One of the most common applications of this technology is SNP genotyping. MassARRAY SNP Genotyping has a lot of applications especially, but not limited to, in the fields of biological science research and medicine development. It initially amplifies the deoxyribonucleic acid (DNA) sequence across the SNP site using PCR and uses a single extension primer to amplify the products of the PCR which ensures that the primer extends to only one base. Then, the extended product was analyzed by time of flight and the SNPs were classified based on their molecular weight. At this point, the allele frequency of the SNP can be calculated.
Aside from genotyping and mutation detection, MassARRAY technology has many other applications. These include application in gene expression research, prenatal diagnosis on specified platforms, gene methylation analysis, ultrasensitive detection, as well as in pathogen typing.
Figure 1. Steps in SNP genotyping using MassARRAY. (Svidnicki, 2015)
MassARRAY has many advantages. First, it is accurate and automated as its nucleic acid detection uses mass spectrometry which enables to readout by molecular mass. Second, it is flexible in terms of the sample that can be used. Third, it has a high multiplex capability as its multiplex can reach approximately 30 SNP loci in a single pool. Lastly and more importantly, it is cost-effective since multiplex analysis reduces the cost per sample and its scalable throughput optimizes the resource requirements.
MassARRAY technology has also been applied in the field of microbiology. In one study, MassARRAY SNP was combined with Matrix-Assisted Laser Desorption/Ionization-Time Of Flight (MALDI-TOF) mass spectrometry (MS) with single-base extension PCR for high throughput multiplex SNP characterization of isolates.
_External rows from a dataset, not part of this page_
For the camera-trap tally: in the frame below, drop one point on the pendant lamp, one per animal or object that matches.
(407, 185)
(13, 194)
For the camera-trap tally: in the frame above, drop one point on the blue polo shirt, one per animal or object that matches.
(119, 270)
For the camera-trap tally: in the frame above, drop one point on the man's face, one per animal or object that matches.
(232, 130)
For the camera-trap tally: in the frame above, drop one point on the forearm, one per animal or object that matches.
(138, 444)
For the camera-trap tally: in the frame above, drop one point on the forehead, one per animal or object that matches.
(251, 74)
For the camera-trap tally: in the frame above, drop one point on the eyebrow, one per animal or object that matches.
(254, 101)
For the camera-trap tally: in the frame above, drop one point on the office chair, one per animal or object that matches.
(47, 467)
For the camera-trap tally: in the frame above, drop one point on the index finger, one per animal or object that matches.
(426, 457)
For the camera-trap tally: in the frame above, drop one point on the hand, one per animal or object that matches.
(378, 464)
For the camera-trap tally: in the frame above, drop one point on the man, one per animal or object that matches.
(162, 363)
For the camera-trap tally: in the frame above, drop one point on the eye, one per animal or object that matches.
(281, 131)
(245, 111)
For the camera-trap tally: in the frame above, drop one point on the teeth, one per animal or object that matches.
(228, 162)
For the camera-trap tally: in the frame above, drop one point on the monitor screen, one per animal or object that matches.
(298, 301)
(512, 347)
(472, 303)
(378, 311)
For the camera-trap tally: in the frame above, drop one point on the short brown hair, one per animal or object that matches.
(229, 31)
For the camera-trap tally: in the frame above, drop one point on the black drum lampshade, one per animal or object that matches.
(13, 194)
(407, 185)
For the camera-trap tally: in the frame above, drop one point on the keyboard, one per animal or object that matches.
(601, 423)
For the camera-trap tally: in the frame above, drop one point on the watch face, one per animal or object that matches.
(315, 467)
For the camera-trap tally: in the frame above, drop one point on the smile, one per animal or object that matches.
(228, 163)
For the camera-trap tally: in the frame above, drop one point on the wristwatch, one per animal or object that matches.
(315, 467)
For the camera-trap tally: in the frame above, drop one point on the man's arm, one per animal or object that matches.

It proved its high advantage for large-scale microbial investigations as it enabled multiple SNP characterization of hundreds of isolates in a short period of time. It was used in the characterization of antimicrobial resistance for microbial organisms such as Staphylococcus aureus, Neisseria gonorrhoeae, and Pseudomonas aeruginosa.
In another study, the combination of MassARRAY and MALDI-TOF MS has been applied in microbial detection. Since the technology has the multiplex capability and high sample throughput, a validated bacterial pathogen-MS panel that can simultaneously screen eleven key bacterial pathogens associated with meningitis and pneumonia, including Streptococcus pneumoniae, Haemophilus influenzae, Neisseria meningitidis, Pseudomonas aeruginosa, Staphylococcus aureus, Acinetobacter baumannii, Klebsiella pneumoniae, Legionella pneumophila, Mycoplasma pneumoniae, Moraxella catarrhalis, and Bordetella pertussis has been developed.
It was also used to detect multiple foodborne pathogens. The selected genes for detecting Bacillus cereus, Escherichia coli, Listeria monocytogenes, Salmonella spp., and Staphylococcus aureus are Enterotoxin FM, uspA, prfA, fimY, and eap genes, respectively. In a separate study, eight intestinal bacterial pathogens were detected using also MassARRAY technology. The focused intestinal bacterial pathogens are Salmonella enterica, Staphylococcus aureus, Escherichia coli, Shigella dysenteriae, Listeria monocytogenes, Bacillus cereus, Vibrio cholerae, and Enterococcus faecalis.